A product of the well-known Greenan tennis family, he is the son of Harry Greenan, a mainstay in Ontario tennis. As a youngster, he began dragging a tennis racquet around as soon as he could walk, often accompanying his father and Don Rope – the two were accomplished tennis players in their own right – to various tournaments.
At the age of 17, in 1983, Mark became Canadian national junior champion, a feat he repeated in 1984, when he was ranked No. 1 nationally in doubles and No. 2 in singles in the Under-18 division.
Success at such an early age opened many doors. His selection to the Canadian international team and to the Canadian junior Davis Cup team were his first opportunities to represent his country.
In the ensuing years he played for Canada from coast to coast and around the world, travelling to such locales as South America, England , Japan, the United States and Australia.
In addition to exposing him to the highest levels of competition in the sport, these experiences served another purpose. They taught him to take pride in his home soil.
“I became very proud of my Canadian roots,” Greenan says.

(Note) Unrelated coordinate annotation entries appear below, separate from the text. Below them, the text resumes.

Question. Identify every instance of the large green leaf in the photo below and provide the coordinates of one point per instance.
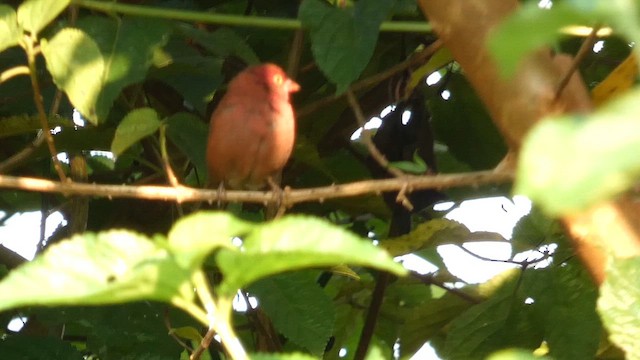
(513, 39)
(297, 242)
(93, 63)
(193, 237)
(34, 15)
(343, 40)
(76, 64)
(183, 67)
(619, 304)
(501, 321)
(426, 321)
(137, 125)
(9, 30)
(571, 162)
(105, 268)
(288, 300)
(37, 348)
(565, 292)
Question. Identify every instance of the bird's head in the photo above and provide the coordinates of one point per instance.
(268, 77)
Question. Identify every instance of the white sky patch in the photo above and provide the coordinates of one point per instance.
(498, 215)
(415, 263)
(21, 232)
(77, 118)
(545, 4)
(434, 78)
(16, 324)
(373, 123)
(406, 116)
(598, 46)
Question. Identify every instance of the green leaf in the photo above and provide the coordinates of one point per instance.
(619, 304)
(9, 30)
(513, 39)
(464, 125)
(571, 162)
(222, 42)
(37, 348)
(565, 292)
(94, 63)
(91, 269)
(189, 134)
(25, 124)
(193, 237)
(534, 230)
(287, 299)
(426, 321)
(34, 15)
(516, 354)
(297, 242)
(417, 166)
(76, 64)
(181, 65)
(434, 233)
(343, 40)
(137, 125)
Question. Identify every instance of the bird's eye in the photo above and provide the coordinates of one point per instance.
(278, 79)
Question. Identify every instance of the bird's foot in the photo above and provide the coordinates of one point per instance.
(221, 194)
(277, 207)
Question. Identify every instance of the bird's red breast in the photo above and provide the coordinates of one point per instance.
(252, 131)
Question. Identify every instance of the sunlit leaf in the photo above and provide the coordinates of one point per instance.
(514, 354)
(514, 38)
(104, 268)
(9, 30)
(556, 168)
(189, 134)
(34, 15)
(343, 40)
(297, 242)
(75, 63)
(619, 304)
(94, 63)
(434, 233)
(137, 125)
(288, 309)
(193, 237)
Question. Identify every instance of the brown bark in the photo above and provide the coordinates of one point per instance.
(518, 102)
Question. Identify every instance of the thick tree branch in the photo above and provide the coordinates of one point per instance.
(517, 103)
(187, 194)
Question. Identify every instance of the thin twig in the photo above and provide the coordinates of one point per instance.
(293, 65)
(14, 160)
(430, 280)
(376, 154)
(204, 344)
(587, 44)
(372, 315)
(37, 97)
(167, 323)
(187, 194)
(523, 264)
(418, 58)
(164, 155)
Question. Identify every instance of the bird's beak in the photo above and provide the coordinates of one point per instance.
(291, 86)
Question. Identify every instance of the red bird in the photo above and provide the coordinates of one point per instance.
(252, 131)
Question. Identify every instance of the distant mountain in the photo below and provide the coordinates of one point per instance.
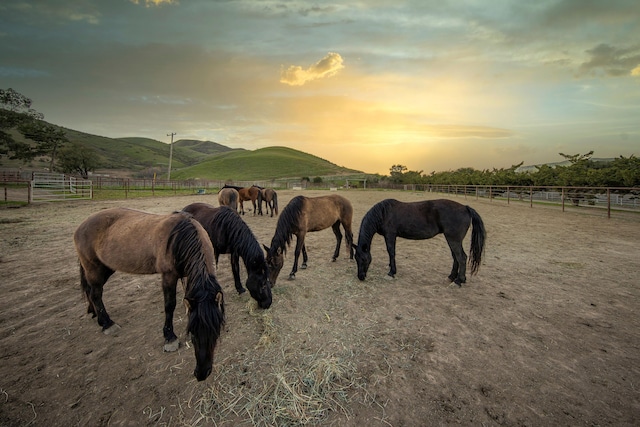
(534, 168)
(192, 159)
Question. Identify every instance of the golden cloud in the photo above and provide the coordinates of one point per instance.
(328, 66)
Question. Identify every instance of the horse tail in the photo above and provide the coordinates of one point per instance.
(478, 236)
(275, 202)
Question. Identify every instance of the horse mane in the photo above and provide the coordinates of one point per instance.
(202, 291)
(372, 220)
(235, 187)
(287, 222)
(238, 231)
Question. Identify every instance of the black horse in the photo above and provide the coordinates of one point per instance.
(302, 215)
(229, 234)
(176, 246)
(418, 221)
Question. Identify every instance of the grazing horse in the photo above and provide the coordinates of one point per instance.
(305, 214)
(174, 245)
(270, 198)
(246, 194)
(418, 221)
(229, 197)
(229, 234)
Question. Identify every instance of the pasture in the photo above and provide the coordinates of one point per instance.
(547, 332)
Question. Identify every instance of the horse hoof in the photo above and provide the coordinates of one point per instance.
(112, 330)
(171, 346)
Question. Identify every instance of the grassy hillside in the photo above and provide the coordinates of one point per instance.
(264, 164)
(192, 159)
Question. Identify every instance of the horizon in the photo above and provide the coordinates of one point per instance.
(433, 86)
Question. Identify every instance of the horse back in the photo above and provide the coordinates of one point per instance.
(324, 211)
(130, 241)
(426, 219)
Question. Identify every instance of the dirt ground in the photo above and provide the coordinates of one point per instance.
(547, 333)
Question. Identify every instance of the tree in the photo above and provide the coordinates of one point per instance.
(76, 158)
(15, 110)
(396, 173)
(48, 139)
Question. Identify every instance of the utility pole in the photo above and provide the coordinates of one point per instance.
(170, 155)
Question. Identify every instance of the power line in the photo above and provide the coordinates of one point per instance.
(170, 155)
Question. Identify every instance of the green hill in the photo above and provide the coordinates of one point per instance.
(192, 159)
(264, 164)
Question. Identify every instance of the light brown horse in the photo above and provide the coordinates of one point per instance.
(174, 245)
(229, 197)
(246, 194)
(305, 214)
(270, 198)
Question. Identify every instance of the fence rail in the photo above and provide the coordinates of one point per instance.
(48, 187)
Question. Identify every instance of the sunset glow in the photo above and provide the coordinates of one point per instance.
(431, 85)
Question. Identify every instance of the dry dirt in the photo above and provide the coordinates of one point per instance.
(547, 333)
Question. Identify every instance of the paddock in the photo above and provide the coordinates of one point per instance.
(547, 332)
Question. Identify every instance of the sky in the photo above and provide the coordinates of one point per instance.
(430, 85)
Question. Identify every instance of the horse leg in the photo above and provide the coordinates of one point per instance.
(349, 235)
(235, 267)
(92, 287)
(390, 241)
(336, 231)
(459, 269)
(299, 247)
(169, 282)
(305, 258)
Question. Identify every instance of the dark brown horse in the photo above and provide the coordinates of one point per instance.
(270, 198)
(229, 197)
(418, 221)
(247, 194)
(306, 214)
(229, 234)
(176, 246)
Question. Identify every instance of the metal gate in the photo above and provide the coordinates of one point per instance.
(49, 187)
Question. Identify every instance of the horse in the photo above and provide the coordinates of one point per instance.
(270, 198)
(228, 197)
(174, 245)
(306, 214)
(418, 221)
(229, 234)
(246, 194)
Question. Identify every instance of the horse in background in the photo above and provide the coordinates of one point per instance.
(418, 221)
(246, 194)
(306, 214)
(174, 245)
(270, 198)
(229, 234)
(229, 197)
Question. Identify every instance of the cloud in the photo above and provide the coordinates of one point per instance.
(328, 66)
(612, 61)
(149, 3)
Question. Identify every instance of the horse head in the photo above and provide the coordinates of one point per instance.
(275, 261)
(206, 317)
(363, 259)
(258, 282)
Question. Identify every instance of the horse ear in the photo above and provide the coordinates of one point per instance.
(219, 300)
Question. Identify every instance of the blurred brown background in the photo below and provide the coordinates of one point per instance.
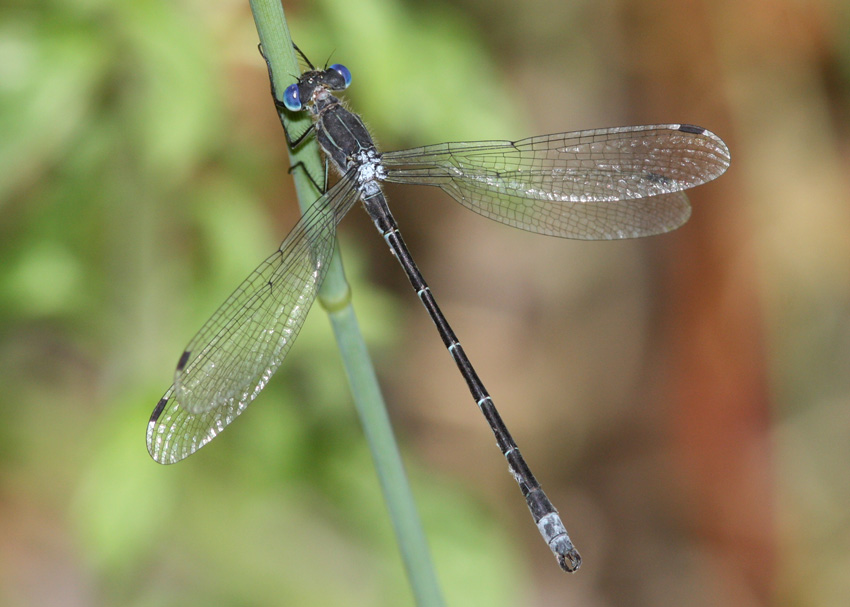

His success did not go unnoticed. In 1986 he accepted a full scholarship to North Carolina’s Wake Forest University. At a time when only six players made the varsity team, Mark accomplished the feat in his freshman year, a very uncommon occurrence.
When he graduated in 1988, he was the school’s top-ranked doubles and singles player. More significantly, he went out on top, having been named the Atlantic Coast Conference MVP and an All-American.
From 1985 to 1994 Mark was internationally recognized for his accomplishments in both doubles and singles competition.
During that period he was world-ranked and won more than 15 professional events.
Greenan was a member of Canada’s esteemed Davis Cup doubles
team from 1985 to 1989. He did what no other tennis player before him could do – win four national doubles championships, accomplishing the feat with partner Grant Connell from 1986-1988 and in 1990 with Glen Michibata.
Among his local accomplishments, Greenan was named Cambridge’s Tim Turow athlete of the year in 1987, and was also inducted into the Waterloo County Hall of Fame.
As the new millennium dawned Greenan was still involved in the sport, giving back to the game some of what he had gotten out of it., serving as a teaching pro at Courtside Tennis Academy, where his lifelong love of tennis was shared with other promising young Canadian hopefuls.